# Surge not showing up and passenger app not working



## bscott (Dec 4, 2014)

Is anyone else experiencing the surge showing briefly and then dissapearing completely or not showing up at all on the drivers app?

My passenger app just stays dark. 

Not sure if it's just a gliche or something more sinister


----------



## docswife (Feb 24, 2015)

We are experiencing the very same thing here in Dallas and I don't think it's a glitch! I think Uber is trying to prevent the surge cherry picking...


----------



## bscott (Dec 4, 2014)

That's what I'm thinking although I was able to get the passenger app working by clearing the cache but the driver's app has been super glitchy


----------



## madUber74 (Jun 3, 2015)

Was out of town and away from wi-fi for a few days, so just installed new version (v3.39.1) of partner app on Android phone. Now surge notification only shows that a surge is in effect somewhere in town but no longer any zone indication on map. In fact, the pre-surge "hot zones" are also apparently no longer showing up, either. Kinda defeats the purpose of having a map display open when not on a call.


----------



## Red Bank Dave (Jun 12, 2015)

Same here at Jersey Shore but knowing where surge is can be very important not only to the driver but to Uber. 

I cover an area from which folks sometimes go pretty far. Belmar pickups might end up in New Brunswick. I don't know that area so if there is a small 1.2 surge there, I would like to know so I can avoid it! I can drive around it or shut off the app. 

Sometimes I am close enough to a surge when I drop off and I might go there to see what's up if I know there is a big surge at some event I didn't know about. I can help them satisfy customers if I am willing. But, on the other hand if I drop off and get pinged for some place I wouldn't go except for surge pricing, I just won't answer the ping. I could drive right through a place where there are dozens of soon to be ex-uber users with me not knowing or caring where the need is.

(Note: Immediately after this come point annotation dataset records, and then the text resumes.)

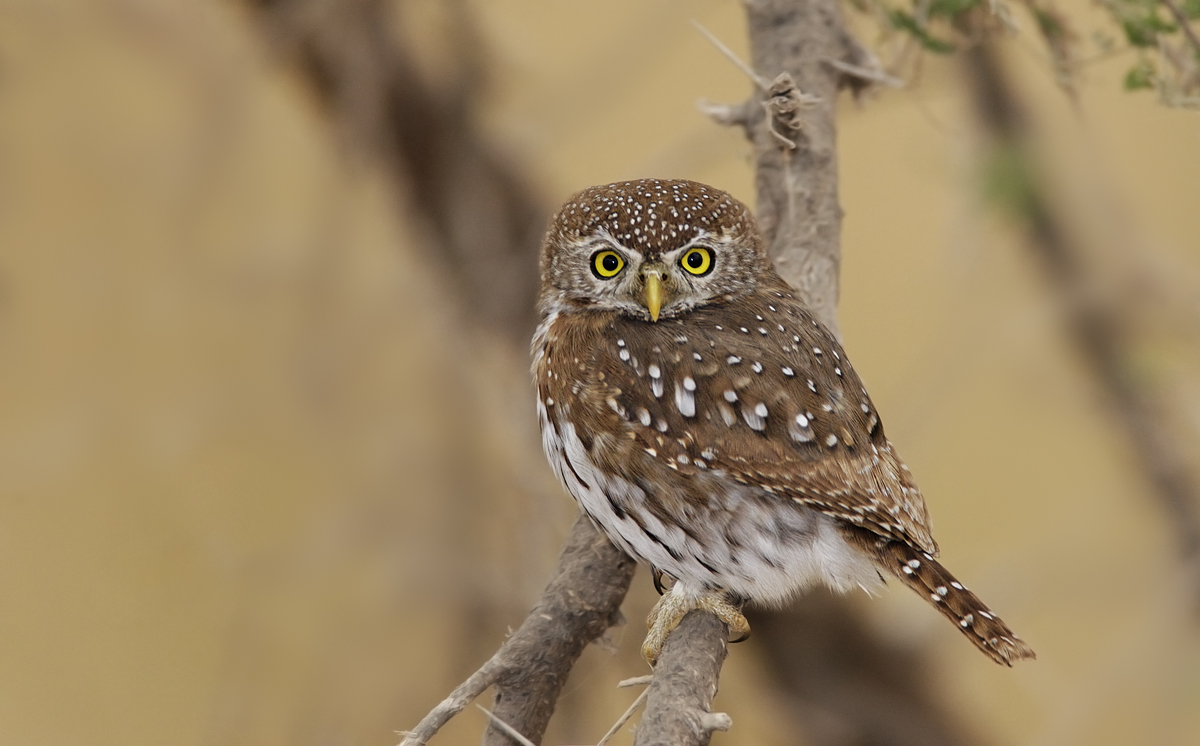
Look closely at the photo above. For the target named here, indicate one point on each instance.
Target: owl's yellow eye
(697, 262)
(606, 263)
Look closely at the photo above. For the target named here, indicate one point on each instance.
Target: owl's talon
(670, 611)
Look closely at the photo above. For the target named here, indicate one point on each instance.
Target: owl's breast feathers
(753, 391)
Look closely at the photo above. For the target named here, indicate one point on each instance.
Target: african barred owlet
(711, 426)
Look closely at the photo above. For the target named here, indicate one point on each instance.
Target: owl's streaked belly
(744, 540)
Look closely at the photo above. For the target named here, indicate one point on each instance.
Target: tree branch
(1093, 319)
(448, 170)
(684, 685)
(529, 669)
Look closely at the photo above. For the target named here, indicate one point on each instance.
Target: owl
(711, 426)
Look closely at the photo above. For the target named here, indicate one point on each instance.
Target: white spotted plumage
(723, 437)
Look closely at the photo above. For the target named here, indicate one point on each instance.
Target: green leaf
(1144, 30)
(905, 22)
(1140, 76)
(949, 8)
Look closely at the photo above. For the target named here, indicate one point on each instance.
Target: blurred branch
(845, 683)
(485, 218)
(1182, 19)
(1093, 319)
(529, 669)
(485, 227)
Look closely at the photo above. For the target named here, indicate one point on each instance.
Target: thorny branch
(529, 669)
(448, 170)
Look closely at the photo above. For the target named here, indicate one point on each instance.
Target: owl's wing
(763, 393)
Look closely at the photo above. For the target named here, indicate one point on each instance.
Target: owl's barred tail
(924, 575)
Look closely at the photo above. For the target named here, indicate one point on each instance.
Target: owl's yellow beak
(654, 293)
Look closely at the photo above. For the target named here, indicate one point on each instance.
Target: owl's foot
(672, 607)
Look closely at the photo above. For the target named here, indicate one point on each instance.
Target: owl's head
(649, 250)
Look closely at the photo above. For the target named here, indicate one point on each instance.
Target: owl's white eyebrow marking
(685, 401)
(754, 419)
(727, 415)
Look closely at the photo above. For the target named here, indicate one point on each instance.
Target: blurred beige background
(257, 481)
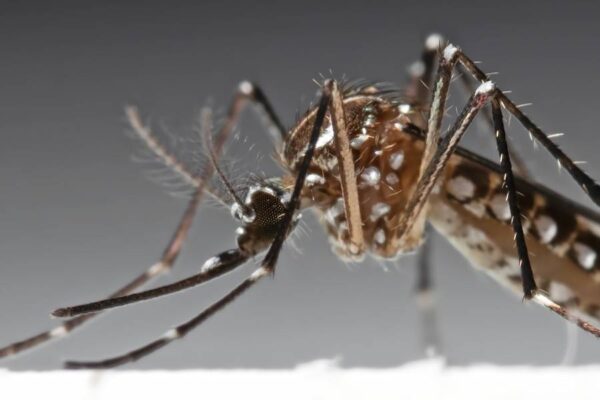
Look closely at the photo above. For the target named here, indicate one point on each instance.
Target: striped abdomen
(470, 210)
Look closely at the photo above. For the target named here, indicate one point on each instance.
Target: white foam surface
(324, 379)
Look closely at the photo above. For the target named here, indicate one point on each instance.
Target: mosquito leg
(172, 334)
(517, 159)
(213, 268)
(267, 266)
(438, 151)
(426, 301)
(246, 92)
(270, 260)
(529, 286)
(591, 188)
(347, 174)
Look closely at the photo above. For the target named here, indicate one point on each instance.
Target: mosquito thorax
(267, 201)
(386, 159)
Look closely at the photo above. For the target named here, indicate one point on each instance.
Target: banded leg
(589, 186)
(529, 286)
(447, 145)
(267, 266)
(347, 173)
(246, 92)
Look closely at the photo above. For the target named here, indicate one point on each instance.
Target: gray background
(78, 218)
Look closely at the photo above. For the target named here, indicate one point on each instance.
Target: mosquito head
(265, 205)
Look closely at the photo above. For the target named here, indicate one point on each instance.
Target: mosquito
(376, 167)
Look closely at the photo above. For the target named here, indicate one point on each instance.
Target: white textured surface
(316, 380)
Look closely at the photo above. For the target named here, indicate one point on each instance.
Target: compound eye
(268, 209)
(244, 214)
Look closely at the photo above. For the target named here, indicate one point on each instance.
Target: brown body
(468, 205)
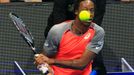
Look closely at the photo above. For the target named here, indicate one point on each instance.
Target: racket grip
(43, 68)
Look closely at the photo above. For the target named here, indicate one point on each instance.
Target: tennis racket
(26, 35)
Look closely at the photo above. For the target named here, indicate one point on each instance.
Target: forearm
(73, 64)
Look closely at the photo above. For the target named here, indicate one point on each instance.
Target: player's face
(89, 6)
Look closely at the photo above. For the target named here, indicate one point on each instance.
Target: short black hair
(77, 4)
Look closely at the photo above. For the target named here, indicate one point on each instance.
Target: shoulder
(62, 26)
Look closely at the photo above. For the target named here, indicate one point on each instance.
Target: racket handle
(43, 68)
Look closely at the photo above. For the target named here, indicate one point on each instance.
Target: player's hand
(42, 59)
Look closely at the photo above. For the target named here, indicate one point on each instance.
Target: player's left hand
(42, 59)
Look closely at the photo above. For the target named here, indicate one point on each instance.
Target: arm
(92, 49)
(76, 63)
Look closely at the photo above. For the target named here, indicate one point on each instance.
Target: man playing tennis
(71, 46)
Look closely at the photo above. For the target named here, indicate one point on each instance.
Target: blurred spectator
(127, 0)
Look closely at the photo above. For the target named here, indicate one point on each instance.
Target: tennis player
(71, 46)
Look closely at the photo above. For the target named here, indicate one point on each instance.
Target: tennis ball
(84, 15)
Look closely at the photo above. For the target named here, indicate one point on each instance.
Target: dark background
(118, 24)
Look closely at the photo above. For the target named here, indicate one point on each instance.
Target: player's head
(81, 5)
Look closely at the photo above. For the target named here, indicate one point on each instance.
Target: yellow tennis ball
(84, 15)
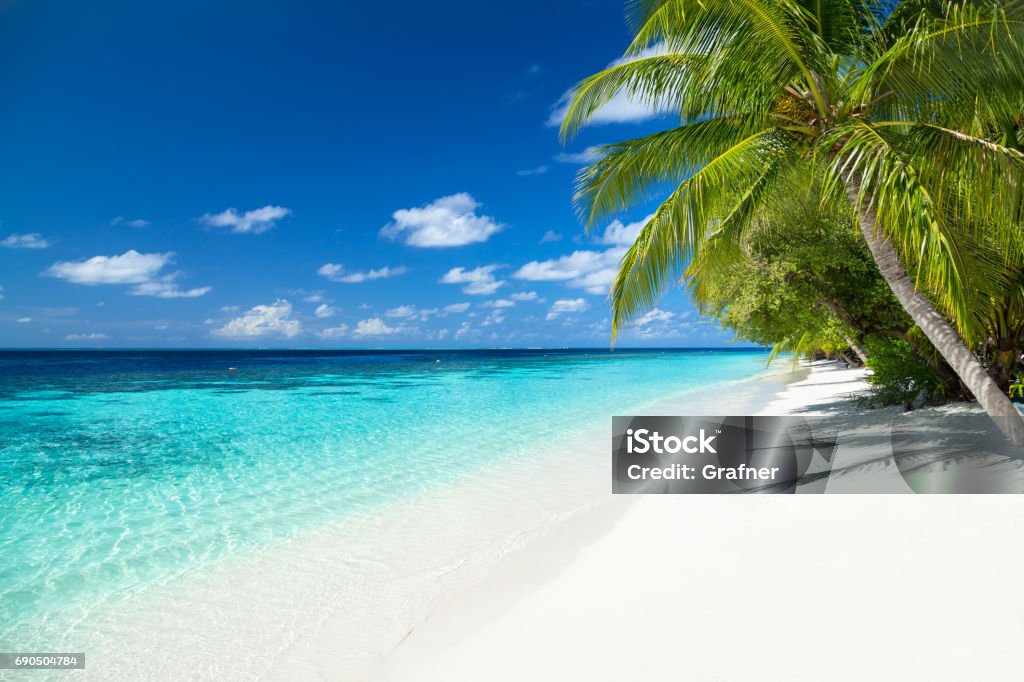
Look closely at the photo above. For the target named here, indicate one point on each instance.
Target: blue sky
(307, 174)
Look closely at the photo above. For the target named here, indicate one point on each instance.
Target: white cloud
(374, 327)
(259, 321)
(336, 272)
(333, 332)
(422, 314)
(621, 109)
(653, 316)
(479, 281)
(324, 310)
(255, 221)
(121, 220)
(496, 317)
(591, 270)
(166, 288)
(524, 296)
(86, 337)
(129, 267)
(588, 156)
(563, 305)
(27, 241)
(540, 170)
(141, 269)
(449, 221)
(401, 311)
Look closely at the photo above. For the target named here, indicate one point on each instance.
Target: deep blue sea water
(121, 469)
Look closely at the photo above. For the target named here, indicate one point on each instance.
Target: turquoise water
(122, 469)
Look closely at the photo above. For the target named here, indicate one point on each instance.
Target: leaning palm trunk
(934, 326)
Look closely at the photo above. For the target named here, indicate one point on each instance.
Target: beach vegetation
(906, 115)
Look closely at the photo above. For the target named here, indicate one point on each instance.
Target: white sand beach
(534, 570)
(761, 588)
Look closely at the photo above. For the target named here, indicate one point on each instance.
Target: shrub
(899, 376)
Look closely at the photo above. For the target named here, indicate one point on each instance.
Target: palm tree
(902, 108)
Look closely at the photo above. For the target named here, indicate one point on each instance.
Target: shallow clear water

It seems pretty damn stupid to me that uber isn't going to show us where surge is happening. This whole company may shortly out-think themselves right into the history books (junk heaps) of internet ventures/apps that were a great idea but were done better by somebody else.


----------



## Red Bank Dave (Jun 12, 2015)

FYI - Just restarted my Samsung and colors reappeared


----------



## madUber74 (Jun 3, 2015)

The "hot spots" and surge zones have reappeared. I did a variety of things over the last course of driving yesterday, so any one of these (or some other mysterious, yet-to-be-identified force) could have been the fix:

-Clear driver app cache
-Restart phone
-Reinstall driver app (same version)


----------